Let's first understand what raised grain is; raised grain is created by sanding and to a lesser extent planning or scraping. As you smooth the wood with any of these operations you cut wood fibers such that they are free to flap about (they are not continuous). When you apply ANY liquid the loosened fibers absorb the liquid, swell, and protrude upward from the surface of the wood. When the liquid evaporates the fibers remain in their upright position. It is a bit (though not exactly) like your hair behaves when you get it cut short—it doesn't lay flat, but wants to stick up.

To a certain extent this problem (if it even is a problem) can be alleviated by pre-raising the grain. This is done by sanding to your final grit and then lightly wetting the surface with water to intentionally raise the grain. When the water evaporates you can then very lightly sand to remove the raised wood fibers. The theory is that once raised (and removed) the fibers won't raise again under finish. The problem is that the theory is correct; but, it is the execution that is flawed. It is true that the fibers that rose before won't rise again. But, when you cut them away with the light sanding you expose new fibers that were previously held in place by the ones you just removed. These will rise when you apply your finish.
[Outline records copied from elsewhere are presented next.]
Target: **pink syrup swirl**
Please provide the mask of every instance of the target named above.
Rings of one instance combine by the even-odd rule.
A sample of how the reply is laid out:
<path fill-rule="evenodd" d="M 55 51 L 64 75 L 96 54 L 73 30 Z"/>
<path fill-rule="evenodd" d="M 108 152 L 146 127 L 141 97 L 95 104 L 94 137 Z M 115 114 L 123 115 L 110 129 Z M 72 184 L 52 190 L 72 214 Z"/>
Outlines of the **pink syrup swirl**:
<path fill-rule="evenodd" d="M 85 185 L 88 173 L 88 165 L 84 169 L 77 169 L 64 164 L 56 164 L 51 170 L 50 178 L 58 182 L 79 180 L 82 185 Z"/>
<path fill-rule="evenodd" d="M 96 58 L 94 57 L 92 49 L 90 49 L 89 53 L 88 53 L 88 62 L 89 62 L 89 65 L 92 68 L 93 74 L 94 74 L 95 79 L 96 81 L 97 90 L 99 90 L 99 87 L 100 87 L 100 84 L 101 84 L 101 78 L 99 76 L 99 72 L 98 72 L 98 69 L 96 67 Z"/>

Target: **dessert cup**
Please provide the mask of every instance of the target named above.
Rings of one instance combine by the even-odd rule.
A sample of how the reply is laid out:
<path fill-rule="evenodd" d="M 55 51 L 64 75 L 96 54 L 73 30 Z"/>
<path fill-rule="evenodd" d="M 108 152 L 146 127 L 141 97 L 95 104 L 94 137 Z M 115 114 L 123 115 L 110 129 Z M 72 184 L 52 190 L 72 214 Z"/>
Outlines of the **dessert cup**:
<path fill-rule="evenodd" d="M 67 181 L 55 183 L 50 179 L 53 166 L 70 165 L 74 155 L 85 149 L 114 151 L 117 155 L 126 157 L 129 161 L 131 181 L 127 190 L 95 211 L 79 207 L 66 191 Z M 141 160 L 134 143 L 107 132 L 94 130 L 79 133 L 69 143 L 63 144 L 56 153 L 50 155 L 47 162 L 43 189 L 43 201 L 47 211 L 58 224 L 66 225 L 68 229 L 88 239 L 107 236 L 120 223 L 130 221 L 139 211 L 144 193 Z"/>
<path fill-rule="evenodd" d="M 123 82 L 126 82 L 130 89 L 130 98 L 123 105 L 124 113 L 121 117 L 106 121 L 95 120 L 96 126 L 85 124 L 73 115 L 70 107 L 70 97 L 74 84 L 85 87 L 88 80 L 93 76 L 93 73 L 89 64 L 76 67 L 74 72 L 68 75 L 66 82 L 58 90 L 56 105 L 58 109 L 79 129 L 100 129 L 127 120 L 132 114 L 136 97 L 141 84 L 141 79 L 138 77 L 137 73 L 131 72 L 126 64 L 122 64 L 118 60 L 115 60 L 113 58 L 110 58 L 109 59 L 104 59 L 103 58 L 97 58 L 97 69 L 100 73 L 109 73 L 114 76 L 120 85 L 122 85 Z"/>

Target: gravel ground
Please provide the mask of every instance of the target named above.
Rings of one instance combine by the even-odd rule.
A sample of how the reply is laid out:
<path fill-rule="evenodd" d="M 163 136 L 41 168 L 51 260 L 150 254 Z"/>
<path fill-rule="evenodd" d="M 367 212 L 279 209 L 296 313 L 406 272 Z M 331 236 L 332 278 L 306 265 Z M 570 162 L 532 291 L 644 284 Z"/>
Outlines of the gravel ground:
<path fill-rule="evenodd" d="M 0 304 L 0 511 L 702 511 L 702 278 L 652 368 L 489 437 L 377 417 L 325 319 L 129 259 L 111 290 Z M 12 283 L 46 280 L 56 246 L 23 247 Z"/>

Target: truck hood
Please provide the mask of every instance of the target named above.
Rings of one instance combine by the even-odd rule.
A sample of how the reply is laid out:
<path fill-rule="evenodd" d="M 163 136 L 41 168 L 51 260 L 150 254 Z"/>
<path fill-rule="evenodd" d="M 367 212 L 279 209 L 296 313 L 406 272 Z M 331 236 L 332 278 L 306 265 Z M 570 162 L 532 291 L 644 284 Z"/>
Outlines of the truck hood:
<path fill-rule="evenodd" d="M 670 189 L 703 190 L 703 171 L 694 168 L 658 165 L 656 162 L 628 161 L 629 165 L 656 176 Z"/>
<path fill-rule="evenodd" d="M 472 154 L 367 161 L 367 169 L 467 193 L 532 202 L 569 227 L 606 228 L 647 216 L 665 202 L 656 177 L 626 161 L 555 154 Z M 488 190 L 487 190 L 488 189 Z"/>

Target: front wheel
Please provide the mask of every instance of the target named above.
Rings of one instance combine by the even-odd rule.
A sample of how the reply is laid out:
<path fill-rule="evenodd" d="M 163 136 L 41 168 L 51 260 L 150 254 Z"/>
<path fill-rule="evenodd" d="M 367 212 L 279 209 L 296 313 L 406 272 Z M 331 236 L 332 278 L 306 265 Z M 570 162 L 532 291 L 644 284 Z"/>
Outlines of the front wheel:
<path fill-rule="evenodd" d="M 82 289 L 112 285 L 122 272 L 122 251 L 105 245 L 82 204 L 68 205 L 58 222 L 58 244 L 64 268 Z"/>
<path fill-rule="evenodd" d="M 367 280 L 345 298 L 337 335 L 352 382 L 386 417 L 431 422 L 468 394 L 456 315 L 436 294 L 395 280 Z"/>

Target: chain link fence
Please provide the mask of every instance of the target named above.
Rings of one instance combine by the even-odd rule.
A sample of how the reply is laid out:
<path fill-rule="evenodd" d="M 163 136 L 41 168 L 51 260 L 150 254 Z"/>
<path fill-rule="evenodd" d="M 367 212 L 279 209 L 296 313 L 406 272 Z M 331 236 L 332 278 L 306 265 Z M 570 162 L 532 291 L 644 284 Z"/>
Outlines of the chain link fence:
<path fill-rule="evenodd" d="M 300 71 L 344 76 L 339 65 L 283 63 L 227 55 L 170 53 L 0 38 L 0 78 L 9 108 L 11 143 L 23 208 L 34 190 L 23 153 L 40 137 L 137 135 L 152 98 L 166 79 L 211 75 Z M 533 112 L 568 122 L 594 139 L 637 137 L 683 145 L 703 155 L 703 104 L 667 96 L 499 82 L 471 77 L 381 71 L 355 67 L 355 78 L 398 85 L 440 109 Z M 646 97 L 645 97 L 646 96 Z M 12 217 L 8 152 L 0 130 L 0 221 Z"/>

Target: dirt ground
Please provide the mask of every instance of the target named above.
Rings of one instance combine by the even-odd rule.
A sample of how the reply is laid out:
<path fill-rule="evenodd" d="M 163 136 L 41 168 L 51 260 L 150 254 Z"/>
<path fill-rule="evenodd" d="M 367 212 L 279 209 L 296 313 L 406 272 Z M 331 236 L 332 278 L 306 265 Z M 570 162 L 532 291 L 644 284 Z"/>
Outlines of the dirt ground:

In short, the whole issue of pre-raising the grain, and raised grain following the application of a water-soluble dye is a big so-what. It (pre-raising the grain) is a finishing step to be executed by folks with entirely too much time on their hands. Why? Simple! Here are a couple of clues. What happens to the raised grain when you apply your first coat of finish? Some folks like to refer to this coat as the "sealer" coat because it seals the grain. Many of us, when using oil-based finishes prefer to thin the first coat more than succeeding coats so that it will better penetrate the grain. Any thoughts yet..?

The first coat locks the raised fibers in place so that when you sand prior to applying the next coat of finish you remove them and level the surface. You didn't need to go to all the effort of either preventing them or removing them. They don't cause a problem (other than to those among us that believe the wood should be baby butt smooth at the end of all finishing steps). They are no more an issue than any of the other causes of roughness in your first finish coat.

For what little it may be worth, I sand to 180g or 220g, or scrape, depending on the wood; apply my dye, and then apply the finish. I never engage in pre-raising the grain and I emphatically emphasize that the color coat, however applied, should not be sanded. The bottom line, Don't spend a lot of time agonizing over the first step in your finishing schedule. The color coat requires only a visual inspection—did you get the color you wanted and is it consistent and evenly applied. How it feels is irrelevant. Get on with your topcoat making sure that it is properly thinned and applied so as to minimize air bubbles, dust, brush or wiping marks, etc. and let the finish level itself by attending to proper technique. After applying your first coat, let it dry and then lightly sand. You will be sanding the first coat, not the stain or the wood surface.

CLOSE QUOTE


----------